Putting transport in its place: paradoxes in transport policy
My perspective is that of a town planner who, by accident, became a transport planner as well about 35 years ago. For 25 years after that I was responsible for both planning and transport policy for local authorities in major conurbations (Newcastle, Tyne & Wear and Birmingham). Since then I have worked as a consultant in both fields, and have dabbled also in political advising.
The rhetoric of ‘integration’ has been common currency throughout this time, but I have found myself engaged in what seems like a perpetual struggle to bring these two fields more closely together. Truly, engineers are from Mars and planners are from Venus!

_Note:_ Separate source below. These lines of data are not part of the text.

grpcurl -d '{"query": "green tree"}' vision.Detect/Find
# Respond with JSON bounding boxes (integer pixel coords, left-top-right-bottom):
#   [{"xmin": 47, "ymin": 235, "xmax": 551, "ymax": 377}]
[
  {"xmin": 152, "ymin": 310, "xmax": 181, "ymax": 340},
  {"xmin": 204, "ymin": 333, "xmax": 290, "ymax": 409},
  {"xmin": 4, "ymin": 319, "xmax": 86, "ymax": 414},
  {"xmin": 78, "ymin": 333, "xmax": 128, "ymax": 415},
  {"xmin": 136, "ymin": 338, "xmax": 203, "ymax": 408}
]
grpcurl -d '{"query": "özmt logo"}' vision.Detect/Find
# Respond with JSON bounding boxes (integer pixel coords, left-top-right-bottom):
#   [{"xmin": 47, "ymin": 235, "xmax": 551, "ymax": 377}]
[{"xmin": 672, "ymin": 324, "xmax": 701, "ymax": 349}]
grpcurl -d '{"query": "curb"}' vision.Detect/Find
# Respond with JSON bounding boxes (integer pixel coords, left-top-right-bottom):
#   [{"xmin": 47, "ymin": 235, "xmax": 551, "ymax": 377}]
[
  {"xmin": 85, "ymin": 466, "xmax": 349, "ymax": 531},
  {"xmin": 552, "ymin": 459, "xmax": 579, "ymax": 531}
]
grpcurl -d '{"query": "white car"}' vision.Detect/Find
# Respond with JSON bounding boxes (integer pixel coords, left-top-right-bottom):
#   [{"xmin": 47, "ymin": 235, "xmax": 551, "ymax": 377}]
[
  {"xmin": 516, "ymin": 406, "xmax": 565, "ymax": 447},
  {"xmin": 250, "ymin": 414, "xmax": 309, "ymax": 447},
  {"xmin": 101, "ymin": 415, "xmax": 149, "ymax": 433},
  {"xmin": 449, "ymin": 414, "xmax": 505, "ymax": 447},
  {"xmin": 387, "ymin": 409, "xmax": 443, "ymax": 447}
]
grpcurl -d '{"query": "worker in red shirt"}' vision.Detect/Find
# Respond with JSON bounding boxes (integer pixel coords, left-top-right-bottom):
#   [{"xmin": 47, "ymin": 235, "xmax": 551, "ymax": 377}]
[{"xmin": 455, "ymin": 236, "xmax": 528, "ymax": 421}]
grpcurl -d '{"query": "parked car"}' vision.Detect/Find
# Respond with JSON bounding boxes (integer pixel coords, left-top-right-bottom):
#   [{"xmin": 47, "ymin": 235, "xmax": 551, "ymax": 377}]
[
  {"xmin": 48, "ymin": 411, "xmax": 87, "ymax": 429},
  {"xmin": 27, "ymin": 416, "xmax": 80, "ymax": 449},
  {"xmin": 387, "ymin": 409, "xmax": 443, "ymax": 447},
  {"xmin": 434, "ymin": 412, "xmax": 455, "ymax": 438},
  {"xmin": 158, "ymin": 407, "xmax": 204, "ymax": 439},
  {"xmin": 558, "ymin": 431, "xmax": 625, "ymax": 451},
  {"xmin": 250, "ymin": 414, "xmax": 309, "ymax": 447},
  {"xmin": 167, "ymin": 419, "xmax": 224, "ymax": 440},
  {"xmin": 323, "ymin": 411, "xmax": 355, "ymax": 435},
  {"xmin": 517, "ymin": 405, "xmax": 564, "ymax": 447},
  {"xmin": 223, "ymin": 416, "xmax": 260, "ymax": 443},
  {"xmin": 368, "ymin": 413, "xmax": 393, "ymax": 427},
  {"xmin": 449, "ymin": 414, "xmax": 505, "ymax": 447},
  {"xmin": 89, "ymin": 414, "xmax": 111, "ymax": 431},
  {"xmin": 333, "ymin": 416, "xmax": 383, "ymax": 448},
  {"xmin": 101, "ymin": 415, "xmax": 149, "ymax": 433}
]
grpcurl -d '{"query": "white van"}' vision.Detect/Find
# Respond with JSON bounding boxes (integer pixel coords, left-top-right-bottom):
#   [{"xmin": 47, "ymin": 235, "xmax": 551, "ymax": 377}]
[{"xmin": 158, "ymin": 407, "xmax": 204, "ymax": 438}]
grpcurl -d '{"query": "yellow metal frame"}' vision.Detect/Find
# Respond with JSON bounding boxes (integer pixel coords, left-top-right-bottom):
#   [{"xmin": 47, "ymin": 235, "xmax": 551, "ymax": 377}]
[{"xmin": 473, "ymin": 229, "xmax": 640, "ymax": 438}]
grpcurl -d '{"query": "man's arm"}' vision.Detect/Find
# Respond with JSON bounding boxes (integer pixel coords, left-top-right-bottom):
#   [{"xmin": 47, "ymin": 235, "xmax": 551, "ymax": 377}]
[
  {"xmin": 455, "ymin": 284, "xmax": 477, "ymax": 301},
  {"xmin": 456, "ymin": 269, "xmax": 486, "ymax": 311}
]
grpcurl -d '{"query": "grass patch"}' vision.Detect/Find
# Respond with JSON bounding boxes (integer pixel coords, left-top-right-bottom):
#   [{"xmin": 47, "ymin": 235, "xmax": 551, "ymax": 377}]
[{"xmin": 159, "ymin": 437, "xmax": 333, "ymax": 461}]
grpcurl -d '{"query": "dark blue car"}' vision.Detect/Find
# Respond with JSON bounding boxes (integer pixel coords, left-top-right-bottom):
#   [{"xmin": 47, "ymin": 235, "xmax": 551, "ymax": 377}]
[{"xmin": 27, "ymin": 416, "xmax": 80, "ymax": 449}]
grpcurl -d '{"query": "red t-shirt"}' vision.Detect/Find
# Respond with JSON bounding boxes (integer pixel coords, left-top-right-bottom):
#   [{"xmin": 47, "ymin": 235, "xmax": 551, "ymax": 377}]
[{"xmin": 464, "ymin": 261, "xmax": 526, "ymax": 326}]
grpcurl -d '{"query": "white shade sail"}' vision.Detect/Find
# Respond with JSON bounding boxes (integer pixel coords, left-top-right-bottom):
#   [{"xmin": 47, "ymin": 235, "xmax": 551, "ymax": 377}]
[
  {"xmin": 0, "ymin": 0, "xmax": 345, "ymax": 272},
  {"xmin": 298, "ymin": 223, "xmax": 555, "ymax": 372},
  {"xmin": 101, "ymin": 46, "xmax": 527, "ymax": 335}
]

This lecture presents some of the more curious paradoxes in UK transport and town planning that I have encountered while trying to ‘put transport in its place’. Examples include:
Though the effects of transport on patterns of settlement and activity are big enough to be visible from space, they play almost no part in transport decision-making;
While reducing congestion is the main aim of road investment in the UK it is doomed to failure, as congestion will always return (unless there is no economic case for the road!);
Economic evaluations of transport investment are driven by bottom-up considerations, but decision-making on priorities is almost exclusively top-down;
Co-locating jobs and houses is the main way that planners try to reduce the amount of travel; but while reducing the need to travel this has little effect on the propensity to do so;
‘Free’ roads have produced many of the perverse results we now see, but road pricing could easily make matters worse;
Non transport measures may be more effective than transport in dealing with congestion (and transport decisions can have some surprising results outside their remit).
While this will be presented in a fairly light-hearted way, there is a serious underlying purpose. The Stern Report on the economic consequences of climate change presents a particular challenge to the transport planner because transport is one of the largest and fastest growing sources of greenhouse gases. This is compounded by the unhealthy dependence of transport on fossil fuels which are increasingly scarce and hotly disputed.
I hope to persuade planners, engineers and economists that we all need to be open to new perspectives, and to work more closely together if we are to have any hope of resolving these issues.